Listening evaluations – Teflon Project

How does a ”correct” utterance sound?

Written by: Sofia Strömberggson, Karolinska Institut

A picture containing text, slot machine

Description automatically generated

An important feature of the speech training app developed in TEFLON is to provide children with feedback concerning their speech production. This feedback will be presented as stars, with 5 stars representing “correct” pronunciation, and the fewer stars, the further away from “correct”. But how does the app know how many stars to present for a given utterance? In fact, this is something that the app (or rather, the acoustic model within the app) has to learn from how humans have evaluated children’s utterances.

But even for humans, the task of evaluating the correctness of children’s utterances is not trivial. For one, there are very many ways for utterances to be “correct”. (And that is a good thing when it comes to human perception in daily life! It means that we can “tolerate” a lot of variation in speech production without communication being too easily disrupted.) But also, there are even more ways that utterances can be “incorrect”. For example, is the utterance still intelligible as the intended word? And for intelligible utterances – are one or more speech sounds affected? Are different types of speech errors more severe than others? In TEFLON, the different research teams have tackled this challenge in slightly different ways.

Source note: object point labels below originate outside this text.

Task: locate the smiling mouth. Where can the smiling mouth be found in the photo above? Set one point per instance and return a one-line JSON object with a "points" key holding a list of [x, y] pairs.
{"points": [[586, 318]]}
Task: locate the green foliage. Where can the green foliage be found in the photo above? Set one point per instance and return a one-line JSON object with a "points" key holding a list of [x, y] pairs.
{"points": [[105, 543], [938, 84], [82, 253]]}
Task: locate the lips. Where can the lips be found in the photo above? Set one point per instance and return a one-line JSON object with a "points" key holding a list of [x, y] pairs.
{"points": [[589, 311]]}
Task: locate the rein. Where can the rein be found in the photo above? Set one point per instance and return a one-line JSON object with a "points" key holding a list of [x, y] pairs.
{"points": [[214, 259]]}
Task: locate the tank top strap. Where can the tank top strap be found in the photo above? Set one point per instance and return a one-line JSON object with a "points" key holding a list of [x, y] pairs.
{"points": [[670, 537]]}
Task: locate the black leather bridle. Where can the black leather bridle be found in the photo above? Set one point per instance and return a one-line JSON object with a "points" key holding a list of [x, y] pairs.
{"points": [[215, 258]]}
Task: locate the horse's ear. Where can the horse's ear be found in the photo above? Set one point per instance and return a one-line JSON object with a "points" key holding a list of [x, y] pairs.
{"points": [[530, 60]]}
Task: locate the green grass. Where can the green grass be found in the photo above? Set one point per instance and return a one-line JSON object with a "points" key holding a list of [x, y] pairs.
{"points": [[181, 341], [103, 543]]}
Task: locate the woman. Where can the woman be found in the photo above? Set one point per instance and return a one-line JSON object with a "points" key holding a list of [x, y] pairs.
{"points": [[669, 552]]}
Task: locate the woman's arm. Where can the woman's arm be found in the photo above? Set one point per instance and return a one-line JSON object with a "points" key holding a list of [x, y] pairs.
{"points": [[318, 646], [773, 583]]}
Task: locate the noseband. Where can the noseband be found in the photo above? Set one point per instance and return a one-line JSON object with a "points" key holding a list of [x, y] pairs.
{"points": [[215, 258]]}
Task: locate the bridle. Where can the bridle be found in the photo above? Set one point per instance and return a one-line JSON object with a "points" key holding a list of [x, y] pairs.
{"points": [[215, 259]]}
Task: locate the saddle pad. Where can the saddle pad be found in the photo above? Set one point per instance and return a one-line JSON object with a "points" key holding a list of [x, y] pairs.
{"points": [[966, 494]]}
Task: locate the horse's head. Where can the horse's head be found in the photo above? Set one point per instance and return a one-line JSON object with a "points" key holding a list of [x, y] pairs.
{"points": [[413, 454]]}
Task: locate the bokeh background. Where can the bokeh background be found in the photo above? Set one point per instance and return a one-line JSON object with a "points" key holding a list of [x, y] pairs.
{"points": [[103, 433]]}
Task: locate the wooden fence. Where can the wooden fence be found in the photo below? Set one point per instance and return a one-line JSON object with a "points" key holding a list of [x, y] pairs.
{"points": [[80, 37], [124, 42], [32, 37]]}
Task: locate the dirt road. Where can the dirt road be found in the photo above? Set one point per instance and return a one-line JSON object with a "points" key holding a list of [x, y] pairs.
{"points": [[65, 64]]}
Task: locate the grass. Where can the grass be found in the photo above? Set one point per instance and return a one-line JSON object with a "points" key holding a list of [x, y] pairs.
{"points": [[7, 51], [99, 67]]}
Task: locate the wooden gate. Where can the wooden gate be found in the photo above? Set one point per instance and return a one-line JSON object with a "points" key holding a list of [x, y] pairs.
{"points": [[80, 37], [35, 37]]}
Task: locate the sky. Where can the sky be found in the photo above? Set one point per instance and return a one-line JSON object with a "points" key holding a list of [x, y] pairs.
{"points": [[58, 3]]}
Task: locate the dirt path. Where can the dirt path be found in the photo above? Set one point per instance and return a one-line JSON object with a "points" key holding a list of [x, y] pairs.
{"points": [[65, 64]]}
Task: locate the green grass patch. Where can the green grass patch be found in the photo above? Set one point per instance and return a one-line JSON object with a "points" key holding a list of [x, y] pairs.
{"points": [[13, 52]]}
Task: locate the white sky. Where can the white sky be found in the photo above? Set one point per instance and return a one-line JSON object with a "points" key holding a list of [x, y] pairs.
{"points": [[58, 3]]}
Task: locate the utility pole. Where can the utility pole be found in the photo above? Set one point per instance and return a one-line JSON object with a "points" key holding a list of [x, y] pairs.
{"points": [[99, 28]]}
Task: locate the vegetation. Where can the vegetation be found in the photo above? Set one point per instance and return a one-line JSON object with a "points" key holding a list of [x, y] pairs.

At Karolinska Institutet, the human evaluators have used the same 1-5 scale that will be used in the app. In an effort to ensure consistency in the evaluations, the following rating key was specified:

not at all identifiable as the target word
not identifiable as the target word
slight phonemic error (e.g., the target word “kollision” is pronounced “kolliton”)
subphonemic error/”unexpected variant” (e.g., the /r/-sound in “ros” is not quite produced as you’d expect)
prototypical/adult-like/correct

But even with this rating key, the evaluation decisions are not always easy. The researchers are currently running listening experiments with more listeners – experts (in this context: speech-language pathologists) and non-experts – to explore listener behaviors more systematically. For this task, the listeners are instructed to rate the utterances from 1 to 5 as they think the app should rate the utterance (i.e., without being provided with a rating key). Through these experiments, the researchers hope to learn more concerning whether expert and non-experts differ in their ratings, and whether listener ratings are more consistent for listeners who have access to “reference samples” when conducting their evaluations. The researchers aim to present their findings later during 2023.